Alta quota come alta montagna

«In genere, gli aerei sono pressurizzati come se fossimo a 1.800-2.400 metri di altitudine. Noi non ce ne accorgiamo, ma per il nostro corpo equivale a essere in alta montagna: meno ossigeno, aria secca, e un salto di pressione atmosferica» spiega Alberto Benetti, direttore di Medicina interna -Alta complessità dell’Ospedale Niguarda di Milano. «Questo cambiamento può avere effetti anche su chi è in buona salute. Il problema più diffuso è il barotrauma, che può dare dolore alle orecchie, vertigini anche molto forti e fastidi ai seni paranasali. Chi ha il raffreddore o la sinusite può soffrire parecchio. In quel caso occorre masticare gomme o caramelle e deglutire spesso».

Acqua, movimento, fortuna

Ci sono poi i problemi di disidratazione, per cui bisogna ricordarsi sempre di bere molto. «Ma attenzione: non vino, superalcolici o caffè. Solo acqua» continua Benetti. «L’aria in cabina è molto secca e la disidratazione favorisce la coagulazione del sangue. E poi bisogna muoversi regolarmente: alzarsi ogni due ore, fare quattro passi nel corridoio. E se non si può, eseguire da seduti esercizi di estensione delle caviglie e rotazione dei piedi. Esercizi semplici, ma efficaci».

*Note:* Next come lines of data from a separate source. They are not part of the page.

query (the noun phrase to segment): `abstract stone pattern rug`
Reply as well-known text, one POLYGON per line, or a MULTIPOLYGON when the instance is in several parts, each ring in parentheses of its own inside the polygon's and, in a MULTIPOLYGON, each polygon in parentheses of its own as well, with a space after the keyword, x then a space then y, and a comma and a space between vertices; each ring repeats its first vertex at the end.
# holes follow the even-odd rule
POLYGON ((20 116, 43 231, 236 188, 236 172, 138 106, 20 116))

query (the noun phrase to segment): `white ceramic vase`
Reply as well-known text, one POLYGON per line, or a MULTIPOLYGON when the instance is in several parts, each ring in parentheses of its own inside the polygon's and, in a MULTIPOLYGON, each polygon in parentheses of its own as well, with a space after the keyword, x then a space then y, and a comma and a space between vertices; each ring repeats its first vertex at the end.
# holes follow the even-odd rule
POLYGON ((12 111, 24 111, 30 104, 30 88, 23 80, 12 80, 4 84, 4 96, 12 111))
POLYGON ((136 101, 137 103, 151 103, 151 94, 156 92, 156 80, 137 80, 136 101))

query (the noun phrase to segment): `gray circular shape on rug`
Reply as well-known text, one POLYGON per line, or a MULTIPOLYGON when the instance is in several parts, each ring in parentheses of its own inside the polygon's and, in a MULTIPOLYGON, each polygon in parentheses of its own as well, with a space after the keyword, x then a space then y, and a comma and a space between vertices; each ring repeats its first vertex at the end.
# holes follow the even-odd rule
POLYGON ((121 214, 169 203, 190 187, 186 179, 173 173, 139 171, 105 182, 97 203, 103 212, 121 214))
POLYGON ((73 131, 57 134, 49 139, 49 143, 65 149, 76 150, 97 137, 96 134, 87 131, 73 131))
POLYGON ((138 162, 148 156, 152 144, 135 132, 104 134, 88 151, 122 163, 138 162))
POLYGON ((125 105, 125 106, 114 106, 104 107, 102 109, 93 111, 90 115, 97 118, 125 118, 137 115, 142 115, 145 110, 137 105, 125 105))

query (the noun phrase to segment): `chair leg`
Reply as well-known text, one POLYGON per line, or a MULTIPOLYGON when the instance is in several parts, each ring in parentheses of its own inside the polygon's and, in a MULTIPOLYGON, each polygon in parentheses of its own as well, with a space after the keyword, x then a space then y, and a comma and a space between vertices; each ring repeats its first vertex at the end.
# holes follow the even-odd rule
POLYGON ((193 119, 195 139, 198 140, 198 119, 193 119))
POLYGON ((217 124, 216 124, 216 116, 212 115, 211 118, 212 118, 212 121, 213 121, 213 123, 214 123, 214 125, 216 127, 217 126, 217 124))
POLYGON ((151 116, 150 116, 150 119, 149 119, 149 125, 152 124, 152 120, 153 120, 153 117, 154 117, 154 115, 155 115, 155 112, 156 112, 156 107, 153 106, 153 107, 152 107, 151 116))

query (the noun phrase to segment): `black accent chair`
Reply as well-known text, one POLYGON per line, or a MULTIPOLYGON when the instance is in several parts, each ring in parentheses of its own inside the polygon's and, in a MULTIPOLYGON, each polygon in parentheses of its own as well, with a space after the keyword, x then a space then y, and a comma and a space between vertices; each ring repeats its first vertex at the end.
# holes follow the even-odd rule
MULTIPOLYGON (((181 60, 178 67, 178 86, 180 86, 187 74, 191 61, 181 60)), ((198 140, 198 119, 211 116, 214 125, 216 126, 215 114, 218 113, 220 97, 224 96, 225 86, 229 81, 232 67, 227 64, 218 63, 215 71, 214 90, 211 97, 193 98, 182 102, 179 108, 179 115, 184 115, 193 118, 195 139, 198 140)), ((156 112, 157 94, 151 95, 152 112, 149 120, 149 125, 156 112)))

E non fa male affidarsi anche alla dea bendata: perché se la strumentazione non c’è, non ci resta che sperare nella presenza a bordo, magari, di un medico dell’emergenza. «Ho soccorso una persona durante un volo dall’Italia a Berlino» racconta Mario Guarino, vice presidente Simeu (Società italiana medicina di emergenza e urgenza). «Il paziente aveva avuto una sincope, l’abbiamo fatto sdraiare nel corridoio, ma a bordo non c’era nemmeno lo sfigmomanometro per misurare la pressione: l’ho trovato inaccettabile, dato che l’aereo è di per sé un ambiente “ostile”, per via della pressurizzazione e degli spazi ristretti. Far riprendere il passeggero non è stato facile, ma alla fine è andato tutto bene. Ora ci penso ogni volta che salgo su un aereo».

Anche perché il dovere deontologico è molto chiaro: se c’è bisogno, si interviene. Nonostante tutte le mancanze, l’ansia e l’ambiente ostile. Perché, a 10 mila metri, anche un solo medico che si alza per soccorrere chi sta male può fare la differenza.